POPFile was doing something incredibly simple (if enabled). Imagine there are two classes of email (ham and spam) (POPFile was actually built to do classification for arbitrary categories but often used as a spam filter). When a message was received and classified its classification was assumed to be correct and the entire message was fed into the training as if the user had specifically told the program to train on it (which was only done when messages were incorrectly classified).

In the two class case the two classes (ham and spam) were so distinct that this had the effect of causing parameters that were essentially uniquely associated with each class to become more and more important to that class. But also, it caused the filter to pick up new parameters that were specific to each class (e.g. as spammers changed their trickery to evade the filters they would learn the new tricks).

There was a threshold involved. I had a cut off score so that only when the classifier was fairly "certain" if the message was ham or spam would it re-train on the message.


>more about avoiding training AI on its own output.

Exactly. The analogy I've been thinking of is if you use some sort of image processing filter over and over again to the point that it overpowers the whole image and all you see is the noise generated from the filter. I used to do this sometimes with Irfanview and it's sharp and blur.

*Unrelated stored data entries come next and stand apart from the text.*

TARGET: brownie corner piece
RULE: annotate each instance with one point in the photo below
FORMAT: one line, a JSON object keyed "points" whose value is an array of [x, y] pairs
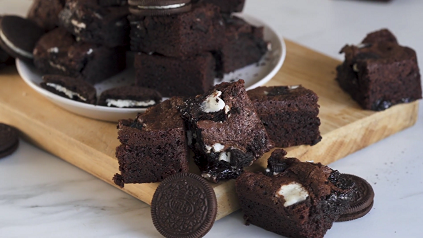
{"points": [[153, 146], [380, 73], [224, 131], [289, 114]]}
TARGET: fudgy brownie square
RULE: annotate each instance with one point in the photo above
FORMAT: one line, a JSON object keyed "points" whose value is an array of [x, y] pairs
{"points": [[181, 35], [224, 131], [153, 146], [379, 72], [91, 22], [57, 52], [46, 13], [244, 45], [294, 199], [175, 76], [289, 114]]}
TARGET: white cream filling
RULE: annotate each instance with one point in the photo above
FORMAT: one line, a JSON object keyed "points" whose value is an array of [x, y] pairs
{"points": [[213, 103], [292, 193], [172, 6], [129, 103], [15, 48], [67, 92]]}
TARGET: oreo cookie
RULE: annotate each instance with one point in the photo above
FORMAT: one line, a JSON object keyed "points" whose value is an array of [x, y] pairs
{"points": [[158, 8], [361, 201], [71, 88], [18, 36], [9, 140], [184, 205]]}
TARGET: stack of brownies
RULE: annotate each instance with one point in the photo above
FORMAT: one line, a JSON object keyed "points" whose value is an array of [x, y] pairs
{"points": [[181, 54]]}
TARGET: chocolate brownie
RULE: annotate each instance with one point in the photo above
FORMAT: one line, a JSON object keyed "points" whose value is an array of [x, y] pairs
{"points": [[244, 45], [175, 76], [153, 146], [72, 88], [18, 36], [93, 23], [224, 131], [57, 52], [181, 35], [379, 72], [130, 96], [296, 199], [46, 13], [289, 114], [226, 6]]}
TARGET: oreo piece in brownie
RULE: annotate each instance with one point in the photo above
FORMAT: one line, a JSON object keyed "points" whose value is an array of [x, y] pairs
{"points": [[182, 35], [226, 6], [244, 45], [289, 114], [153, 146], [379, 72], [96, 24], [57, 52], [46, 13], [297, 199], [18, 36], [71, 88], [130, 97], [175, 76], [224, 131]]}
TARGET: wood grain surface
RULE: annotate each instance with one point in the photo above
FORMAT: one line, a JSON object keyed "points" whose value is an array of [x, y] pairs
{"points": [[90, 144]]}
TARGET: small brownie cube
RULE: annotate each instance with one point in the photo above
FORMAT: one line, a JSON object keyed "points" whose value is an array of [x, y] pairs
{"points": [[379, 72], [46, 13], [224, 131], [244, 45], [296, 199], [153, 146], [181, 35], [289, 114], [57, 52], [90, 22], [226, 6], [174, 76]]}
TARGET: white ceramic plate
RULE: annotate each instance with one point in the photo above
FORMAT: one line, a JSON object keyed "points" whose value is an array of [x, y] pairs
{"points": [[254, 75]]}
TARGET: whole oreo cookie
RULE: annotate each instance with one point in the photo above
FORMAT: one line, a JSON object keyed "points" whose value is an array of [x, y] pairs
{"points": [[9, 140], [158, 7], [361, 201], [18, 36], [184, 205]]}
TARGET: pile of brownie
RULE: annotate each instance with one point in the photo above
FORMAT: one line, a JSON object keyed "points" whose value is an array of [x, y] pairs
{"points": [[178, 52]]}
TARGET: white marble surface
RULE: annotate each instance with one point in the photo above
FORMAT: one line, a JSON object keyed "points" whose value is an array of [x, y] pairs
{"points": [[43, 196]]}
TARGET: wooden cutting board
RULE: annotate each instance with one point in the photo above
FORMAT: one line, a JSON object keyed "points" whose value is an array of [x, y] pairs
{"points": [[90, 144]]}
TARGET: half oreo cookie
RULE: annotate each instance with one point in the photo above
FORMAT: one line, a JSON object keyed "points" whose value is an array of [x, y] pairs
{"points": [[18, 36], [71, 88], [361, 201], [184, 205], [158, 8], [9, 140]]}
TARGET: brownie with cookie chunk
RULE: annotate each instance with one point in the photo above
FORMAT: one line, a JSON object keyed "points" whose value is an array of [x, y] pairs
{"points": [[153, 146], [93, 23], [175, 76], [224, 131], [180, 35], [244, 45], [294, 199], [289, 114], [379, 72], [46, 13], [129, 97], [58, 52]]}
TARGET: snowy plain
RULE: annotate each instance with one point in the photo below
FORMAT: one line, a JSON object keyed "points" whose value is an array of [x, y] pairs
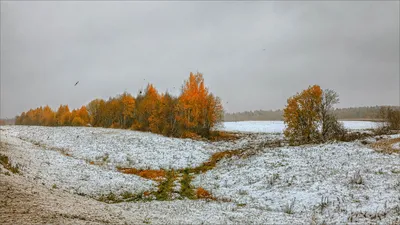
{"points": [[319, 179], [279, 126]]}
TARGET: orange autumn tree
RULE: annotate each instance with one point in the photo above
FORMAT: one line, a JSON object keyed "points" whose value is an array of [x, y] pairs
{"points": [[146, 110], [48, 117], [63, 115], [128, 107], [192, 114], [302, 116], [197, 110], [94, 109]]}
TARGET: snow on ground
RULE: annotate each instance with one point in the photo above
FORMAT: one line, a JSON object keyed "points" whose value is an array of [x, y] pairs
{"points": [[52, 168], [260, 187], [272, 179], [279, 126], [396, 146], [123, 148]]}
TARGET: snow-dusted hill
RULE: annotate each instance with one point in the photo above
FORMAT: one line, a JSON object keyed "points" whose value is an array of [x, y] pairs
{"points": [[279, 126], [320, 181]]}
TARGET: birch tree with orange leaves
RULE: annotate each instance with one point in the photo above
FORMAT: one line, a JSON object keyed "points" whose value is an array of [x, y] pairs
{"points": [[301, 115]]}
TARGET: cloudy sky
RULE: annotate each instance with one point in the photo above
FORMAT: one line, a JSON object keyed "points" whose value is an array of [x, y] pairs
{"points": [[253, 55]]}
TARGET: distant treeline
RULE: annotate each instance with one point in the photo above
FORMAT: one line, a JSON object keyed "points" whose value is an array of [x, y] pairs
{"points": [[191, 114], [353, 113], [7, 121]]}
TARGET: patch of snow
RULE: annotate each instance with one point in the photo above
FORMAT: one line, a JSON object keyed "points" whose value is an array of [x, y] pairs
{"points": [[307, 174], [124, 148], [76, 176], [396, 146], [279, 126]]}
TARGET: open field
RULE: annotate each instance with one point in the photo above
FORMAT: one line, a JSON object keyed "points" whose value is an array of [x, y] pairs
{"points": [[279, 126], [72, 175]]}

And I believe that I've seen TikTok videos showing AI constantly iterating over an image and then iterating over its output with the same instructions and seeming to converge on a style of like a 1920s black and white cartoon.

And I feel like there might be such a thing as a linguistic version of that. Even a conceptual version.


I'm worried about humans training on AI output. Example, a rare fish had a viral AI image made. The image is completely fake. Though, when you search for that fish, the image is what comes up, repeatedly. It is hard to know it is all fake, looks real. Content fabrication at scale has a lot of second order impacts.


It’s about keeping different corpuses of written material that was created by humans, for research purposes. You wouldn’t want to contaminate your human language word frequency databases with AI slop, the linguists of this world won’t like it.